Data systems

Challenges: Arctic data systems are operated by many actors, including individual polar research organizations, national data centres, regional and international data infrastructures, and global observing programmes within specific thematic domains. Some data systems are thematic, focusing on e.g. sea ice data, while others hold data from many disciplines, e.g. maintaining a broad range of observational, derived and simulated data for a particular geographic area. With many data systems that have evolved largely independently, a major challenge is that they offer different search and access mechanisms, and support different metadata and data formats. This makes it hard to integrate data from multiple systems, requiring complex technical implementation to make interoperability work in practice. A second major challenge is the gap between data collectors producing new datasets and data managers tasked with ensuring long term storage and open access. A mediator role between these two communities of scientists and technical experts needs to be established, enabling competence building in FAIR data management and providing support in documenting and formatting datasets. A third major challenge is the lack of overview of Arctic observing capacity, as the observing systems in this region are scattered and typically operated by research organizations in short term projects. The rapidly growing amounts of data from advances in observing and analytical technology is a further challenge in ensuring the Arctic is dutifully monitored and managed for sustainable development of this vulnerable region.’

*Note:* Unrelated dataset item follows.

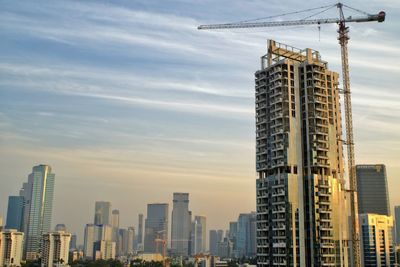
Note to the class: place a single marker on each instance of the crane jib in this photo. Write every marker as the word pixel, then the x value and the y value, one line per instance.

Results from INTAROS: A main goal is that the data generated with support from the project must be stored in an established data repository. This will ensure long term access to the datasets, and with proper citation mechanisms (e.g. DOIs) for giving credit to the data collectors. The data managers in the project have supported data collectors in preparing data in standard formats, and in recommending suitable data repositories. Some scientific disciplines lack procedures and tools for documenting and formatting data in a standard way. To help remedy this lack of standardization for ocean mooring data, data managers and data collectors have joined forces to define a format compliant with established standards for metadata and data, such as NetCDF-CF, ACDD and OceanSITES. The resulting specification is publicly available for other ocean scientists to use for their mooring data, to support their production chains into Arctic data systems enabling data to search by different applications (see figure below). To provide a joint entry point to data and services developed in the project, the iAOS portal has been developed based on CKAN, a world leading open-source data management system. The main components of the iAOS portal include:

 

Legend: Data value chains for integrating INTAROS datasets into iAOS

Within INTAROS, focus has been on providing access to both historical and new datasets and held by partners or collaborating organizations. All datasets published with support from the project are registered in the INTAROS data catalogue. This catalogue provides a common entry point to these datasets, offering easy search of the data and links to the data repositories where the data are stored. Additional relevant Arctic datasets are harvested into a larger data catalogue in the iAOS portal, enabling users to search for both INTAROS data and data from external parties through a common catalogue, the iAOS portal data catalogue.

INTAROS carried out a survey of Arctic in situ observing systems with the aim to assess the observing capacity of key parameters within different disciplines, including ocean and sea ice, terrestrial and atmosphere. To maintain and extend this important information NERSC developed a user-friendly web system ARCMAP for collecting and updating descriptions of Arctic in situ observing systems. ARCMAP provides an overview of the location and central characteristics of the assessed systems  and generates a set of plots summarizing statistics of their usage or capabilities (see figures below).

The iAOS cloud platform facilitates for large amounts of data to be integrated and analyzed using state-of-the-art cloud technology. The use of this cloud platform is demonstrated through showcases combining data from partners with data from external parties, and jointly processing them in the “Ellip Solutions” platform.

Legend: Overview map of in situ observing systems, individual and clustered, developed in the ARCMAP project. The map provides with popup “bubbles” of central information about the observing systems.

Legend: Statistics on the distribution of ocean and sea ice observing systems betwen application areas.